00:00Joining us now is State Street Investment Management President and CEO, Easton Hung.
00:05Great to have you on the program.
00:08I've been looking at the work that you've done at State Street,
00:12and it's really impressive in terms of the amount of assets under management you've been able to accrue,
00:18I think four times what you had when you came in in 2022.
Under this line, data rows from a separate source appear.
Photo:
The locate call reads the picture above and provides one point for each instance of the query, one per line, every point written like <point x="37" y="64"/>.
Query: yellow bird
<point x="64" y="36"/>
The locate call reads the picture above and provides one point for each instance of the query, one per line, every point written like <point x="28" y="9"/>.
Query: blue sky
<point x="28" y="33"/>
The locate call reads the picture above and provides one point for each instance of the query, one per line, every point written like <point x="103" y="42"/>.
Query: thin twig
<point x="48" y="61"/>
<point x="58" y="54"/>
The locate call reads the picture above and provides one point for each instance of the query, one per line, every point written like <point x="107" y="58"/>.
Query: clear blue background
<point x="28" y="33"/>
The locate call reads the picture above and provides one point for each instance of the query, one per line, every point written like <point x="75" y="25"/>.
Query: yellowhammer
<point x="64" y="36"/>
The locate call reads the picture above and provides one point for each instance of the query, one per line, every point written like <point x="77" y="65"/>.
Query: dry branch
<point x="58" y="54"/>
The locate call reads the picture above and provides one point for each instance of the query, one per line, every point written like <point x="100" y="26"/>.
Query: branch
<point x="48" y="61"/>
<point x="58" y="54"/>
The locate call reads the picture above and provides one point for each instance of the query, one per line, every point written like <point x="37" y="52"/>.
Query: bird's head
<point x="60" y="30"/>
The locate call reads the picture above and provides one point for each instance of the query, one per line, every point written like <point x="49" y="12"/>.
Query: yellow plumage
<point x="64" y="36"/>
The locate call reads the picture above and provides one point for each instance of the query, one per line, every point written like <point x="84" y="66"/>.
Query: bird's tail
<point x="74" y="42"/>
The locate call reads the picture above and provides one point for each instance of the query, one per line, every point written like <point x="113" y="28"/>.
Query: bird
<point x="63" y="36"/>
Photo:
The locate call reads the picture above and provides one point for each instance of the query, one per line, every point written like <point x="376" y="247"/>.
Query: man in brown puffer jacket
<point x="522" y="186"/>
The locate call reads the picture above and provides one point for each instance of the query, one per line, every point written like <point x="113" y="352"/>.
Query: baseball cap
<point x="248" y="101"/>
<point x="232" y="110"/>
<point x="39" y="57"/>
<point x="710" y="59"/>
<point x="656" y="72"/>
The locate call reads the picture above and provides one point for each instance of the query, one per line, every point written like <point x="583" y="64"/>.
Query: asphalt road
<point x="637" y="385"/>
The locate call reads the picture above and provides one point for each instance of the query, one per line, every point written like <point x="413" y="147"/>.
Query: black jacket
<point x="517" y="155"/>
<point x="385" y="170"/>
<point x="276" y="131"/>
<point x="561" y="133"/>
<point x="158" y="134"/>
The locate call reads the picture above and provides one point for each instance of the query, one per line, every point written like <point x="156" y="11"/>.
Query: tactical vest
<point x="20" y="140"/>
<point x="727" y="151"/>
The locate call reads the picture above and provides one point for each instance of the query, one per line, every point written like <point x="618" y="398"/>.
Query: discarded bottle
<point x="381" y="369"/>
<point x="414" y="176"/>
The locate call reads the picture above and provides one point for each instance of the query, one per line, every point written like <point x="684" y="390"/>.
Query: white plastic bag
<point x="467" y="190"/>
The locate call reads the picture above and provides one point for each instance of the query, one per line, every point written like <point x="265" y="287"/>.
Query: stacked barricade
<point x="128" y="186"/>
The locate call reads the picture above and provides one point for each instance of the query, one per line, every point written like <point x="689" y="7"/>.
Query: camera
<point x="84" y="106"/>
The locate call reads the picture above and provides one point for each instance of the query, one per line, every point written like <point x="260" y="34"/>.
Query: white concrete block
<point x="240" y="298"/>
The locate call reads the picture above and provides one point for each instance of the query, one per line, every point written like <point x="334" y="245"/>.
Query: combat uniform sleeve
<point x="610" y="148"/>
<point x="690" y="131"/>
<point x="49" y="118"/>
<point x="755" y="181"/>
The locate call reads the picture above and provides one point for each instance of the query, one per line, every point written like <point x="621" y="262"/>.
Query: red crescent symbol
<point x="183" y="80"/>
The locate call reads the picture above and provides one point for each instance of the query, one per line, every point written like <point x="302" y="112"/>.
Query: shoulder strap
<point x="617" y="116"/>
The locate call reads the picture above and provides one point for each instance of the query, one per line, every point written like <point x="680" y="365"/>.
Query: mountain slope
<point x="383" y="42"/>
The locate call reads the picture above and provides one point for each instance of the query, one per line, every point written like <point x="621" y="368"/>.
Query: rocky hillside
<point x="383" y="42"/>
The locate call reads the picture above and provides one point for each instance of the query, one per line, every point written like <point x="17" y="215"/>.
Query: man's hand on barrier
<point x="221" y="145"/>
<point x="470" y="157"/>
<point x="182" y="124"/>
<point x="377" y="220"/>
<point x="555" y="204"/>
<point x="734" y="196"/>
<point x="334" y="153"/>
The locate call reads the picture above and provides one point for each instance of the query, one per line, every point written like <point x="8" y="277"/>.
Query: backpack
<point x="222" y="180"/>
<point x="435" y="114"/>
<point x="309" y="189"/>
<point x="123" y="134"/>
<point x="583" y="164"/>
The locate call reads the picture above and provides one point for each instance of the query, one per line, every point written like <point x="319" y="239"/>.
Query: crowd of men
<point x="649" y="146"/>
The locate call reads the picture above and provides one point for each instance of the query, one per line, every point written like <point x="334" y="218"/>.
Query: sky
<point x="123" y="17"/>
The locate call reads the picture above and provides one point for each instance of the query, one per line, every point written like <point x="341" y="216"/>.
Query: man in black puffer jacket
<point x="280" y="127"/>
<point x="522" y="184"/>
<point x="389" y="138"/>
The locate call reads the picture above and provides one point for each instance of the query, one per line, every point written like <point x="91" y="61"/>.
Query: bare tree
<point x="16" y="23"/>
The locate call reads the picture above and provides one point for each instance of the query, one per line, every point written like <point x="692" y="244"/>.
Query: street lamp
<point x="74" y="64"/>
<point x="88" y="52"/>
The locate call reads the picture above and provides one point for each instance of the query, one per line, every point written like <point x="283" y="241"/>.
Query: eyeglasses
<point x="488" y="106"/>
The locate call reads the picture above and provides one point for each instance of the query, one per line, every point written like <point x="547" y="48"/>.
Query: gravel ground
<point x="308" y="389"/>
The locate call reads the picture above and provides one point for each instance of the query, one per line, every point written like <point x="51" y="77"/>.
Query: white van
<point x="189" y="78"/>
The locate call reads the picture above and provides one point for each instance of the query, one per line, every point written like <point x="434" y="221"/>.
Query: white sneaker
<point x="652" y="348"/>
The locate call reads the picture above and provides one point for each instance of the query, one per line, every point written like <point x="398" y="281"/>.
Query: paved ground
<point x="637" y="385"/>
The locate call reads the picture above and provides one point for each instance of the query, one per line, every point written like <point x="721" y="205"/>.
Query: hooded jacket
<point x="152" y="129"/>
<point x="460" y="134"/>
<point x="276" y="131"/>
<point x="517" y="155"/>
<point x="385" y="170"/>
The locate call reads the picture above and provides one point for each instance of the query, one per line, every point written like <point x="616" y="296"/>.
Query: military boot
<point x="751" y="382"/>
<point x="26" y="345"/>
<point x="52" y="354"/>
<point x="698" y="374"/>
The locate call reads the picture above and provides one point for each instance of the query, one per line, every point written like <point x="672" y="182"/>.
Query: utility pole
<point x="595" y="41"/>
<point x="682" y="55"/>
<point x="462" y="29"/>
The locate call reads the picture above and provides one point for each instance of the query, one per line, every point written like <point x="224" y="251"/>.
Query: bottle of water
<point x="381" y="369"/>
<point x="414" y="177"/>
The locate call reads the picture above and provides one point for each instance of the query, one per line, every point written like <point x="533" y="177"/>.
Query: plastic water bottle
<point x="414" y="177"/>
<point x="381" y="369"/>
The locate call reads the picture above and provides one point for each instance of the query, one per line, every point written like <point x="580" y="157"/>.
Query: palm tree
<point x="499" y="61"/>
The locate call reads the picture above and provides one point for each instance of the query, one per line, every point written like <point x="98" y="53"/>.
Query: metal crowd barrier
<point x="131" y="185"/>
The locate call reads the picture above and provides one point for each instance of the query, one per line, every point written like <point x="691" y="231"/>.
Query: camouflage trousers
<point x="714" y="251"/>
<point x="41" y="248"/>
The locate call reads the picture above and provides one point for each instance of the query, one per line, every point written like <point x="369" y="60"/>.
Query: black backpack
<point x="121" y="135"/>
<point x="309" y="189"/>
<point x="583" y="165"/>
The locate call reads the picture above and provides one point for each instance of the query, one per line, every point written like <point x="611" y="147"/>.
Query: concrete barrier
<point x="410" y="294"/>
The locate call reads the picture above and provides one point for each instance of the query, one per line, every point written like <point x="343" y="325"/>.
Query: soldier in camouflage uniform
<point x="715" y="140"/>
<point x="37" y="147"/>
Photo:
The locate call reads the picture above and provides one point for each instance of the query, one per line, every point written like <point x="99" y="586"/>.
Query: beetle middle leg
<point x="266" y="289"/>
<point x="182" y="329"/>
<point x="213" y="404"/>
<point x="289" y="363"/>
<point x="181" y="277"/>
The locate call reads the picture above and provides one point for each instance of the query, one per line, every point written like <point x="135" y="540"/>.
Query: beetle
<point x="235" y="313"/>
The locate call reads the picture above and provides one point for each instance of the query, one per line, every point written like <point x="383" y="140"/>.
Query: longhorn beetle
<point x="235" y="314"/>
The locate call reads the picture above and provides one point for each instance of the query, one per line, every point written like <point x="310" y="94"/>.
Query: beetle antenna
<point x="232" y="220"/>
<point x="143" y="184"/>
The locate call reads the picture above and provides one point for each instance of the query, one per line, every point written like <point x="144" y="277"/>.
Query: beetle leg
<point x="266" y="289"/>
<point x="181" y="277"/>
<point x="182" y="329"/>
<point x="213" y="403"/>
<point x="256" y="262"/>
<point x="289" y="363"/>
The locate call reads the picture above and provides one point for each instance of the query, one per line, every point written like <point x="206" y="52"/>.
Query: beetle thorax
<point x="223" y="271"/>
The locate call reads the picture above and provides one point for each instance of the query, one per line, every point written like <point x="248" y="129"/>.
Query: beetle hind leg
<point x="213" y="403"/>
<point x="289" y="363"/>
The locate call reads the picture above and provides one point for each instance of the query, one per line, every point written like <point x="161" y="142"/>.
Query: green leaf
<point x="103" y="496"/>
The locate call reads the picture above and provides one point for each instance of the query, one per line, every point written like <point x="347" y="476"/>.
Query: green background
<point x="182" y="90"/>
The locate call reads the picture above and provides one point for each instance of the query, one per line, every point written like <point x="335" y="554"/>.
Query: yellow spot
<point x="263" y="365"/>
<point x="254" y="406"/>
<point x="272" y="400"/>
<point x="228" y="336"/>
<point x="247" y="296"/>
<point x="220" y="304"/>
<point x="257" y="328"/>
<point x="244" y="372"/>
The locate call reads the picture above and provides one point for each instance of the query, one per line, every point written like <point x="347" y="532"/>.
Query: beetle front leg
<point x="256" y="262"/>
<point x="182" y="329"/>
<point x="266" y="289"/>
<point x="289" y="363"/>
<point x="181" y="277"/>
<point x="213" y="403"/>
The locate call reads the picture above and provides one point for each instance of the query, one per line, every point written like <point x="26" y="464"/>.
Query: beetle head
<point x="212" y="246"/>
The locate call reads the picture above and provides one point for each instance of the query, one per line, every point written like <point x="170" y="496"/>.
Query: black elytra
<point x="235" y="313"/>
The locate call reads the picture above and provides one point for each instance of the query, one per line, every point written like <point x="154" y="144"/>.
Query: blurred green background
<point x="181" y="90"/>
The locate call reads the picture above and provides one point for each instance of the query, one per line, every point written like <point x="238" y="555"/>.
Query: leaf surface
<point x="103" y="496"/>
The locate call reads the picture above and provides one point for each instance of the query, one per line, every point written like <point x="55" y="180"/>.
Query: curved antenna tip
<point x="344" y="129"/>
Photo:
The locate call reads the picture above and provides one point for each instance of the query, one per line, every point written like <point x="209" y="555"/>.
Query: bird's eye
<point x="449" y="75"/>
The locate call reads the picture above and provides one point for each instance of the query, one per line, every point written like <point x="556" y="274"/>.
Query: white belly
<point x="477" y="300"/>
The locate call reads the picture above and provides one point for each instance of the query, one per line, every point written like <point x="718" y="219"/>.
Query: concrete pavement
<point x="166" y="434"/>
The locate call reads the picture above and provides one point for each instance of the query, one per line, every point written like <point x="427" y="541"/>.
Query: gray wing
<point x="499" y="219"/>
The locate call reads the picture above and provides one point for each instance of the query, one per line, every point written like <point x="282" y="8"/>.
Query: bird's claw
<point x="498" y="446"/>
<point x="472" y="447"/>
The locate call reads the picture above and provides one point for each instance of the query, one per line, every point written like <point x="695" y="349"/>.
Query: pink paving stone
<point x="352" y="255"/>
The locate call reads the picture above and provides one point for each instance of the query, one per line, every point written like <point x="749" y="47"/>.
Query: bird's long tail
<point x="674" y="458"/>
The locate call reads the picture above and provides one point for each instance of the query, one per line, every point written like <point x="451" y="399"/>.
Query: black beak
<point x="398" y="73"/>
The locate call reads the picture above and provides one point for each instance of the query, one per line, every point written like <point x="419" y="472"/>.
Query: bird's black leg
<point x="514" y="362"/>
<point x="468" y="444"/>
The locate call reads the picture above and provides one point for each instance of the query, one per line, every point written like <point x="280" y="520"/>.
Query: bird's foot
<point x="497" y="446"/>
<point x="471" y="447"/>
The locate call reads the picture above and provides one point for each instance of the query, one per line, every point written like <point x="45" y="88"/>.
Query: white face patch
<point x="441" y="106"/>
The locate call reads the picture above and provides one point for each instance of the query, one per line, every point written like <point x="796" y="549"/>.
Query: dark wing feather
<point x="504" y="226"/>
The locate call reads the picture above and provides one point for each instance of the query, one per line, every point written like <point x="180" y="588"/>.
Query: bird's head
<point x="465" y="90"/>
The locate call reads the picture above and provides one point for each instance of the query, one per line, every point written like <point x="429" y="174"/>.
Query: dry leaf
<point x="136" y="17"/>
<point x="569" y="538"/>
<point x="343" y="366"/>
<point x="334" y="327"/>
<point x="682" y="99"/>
00:22But I wonder what changes now that we're starting to all kind of freak out about the private markets,
00:28which is one of the levers that you've pulled.
00:30Yesterday, Mark Rowan was on stage with our editor-in-chief, John Micklethwaite,
00:34and said private markets are in for a downturn here.
00:38Well, our focus has been primarily on the public markets and this convergence of private and public.
00:45And with Apollo, we launched a series of ETFs starting at the beginning of last year
00:50that was really trying to give investors some exposure to the investment-grade private markets arena.
00:57And importantly, because we're significant in the ETF space,
01:01we wanted to make sure there was good underlying liquidity.
01:04And what we found actually in the course of this year is we've provided transparency to those underlying holdings,
01:10is that the market makers are showing up.
01:13There are active bids on those underlyings.
01:16And ultimately, the ETF structure provides enormous amount of liquidity.
01:20We have a broad range of investors.
01:23And so, in many respects, there's a secondary liquidity that exists along with the underlying.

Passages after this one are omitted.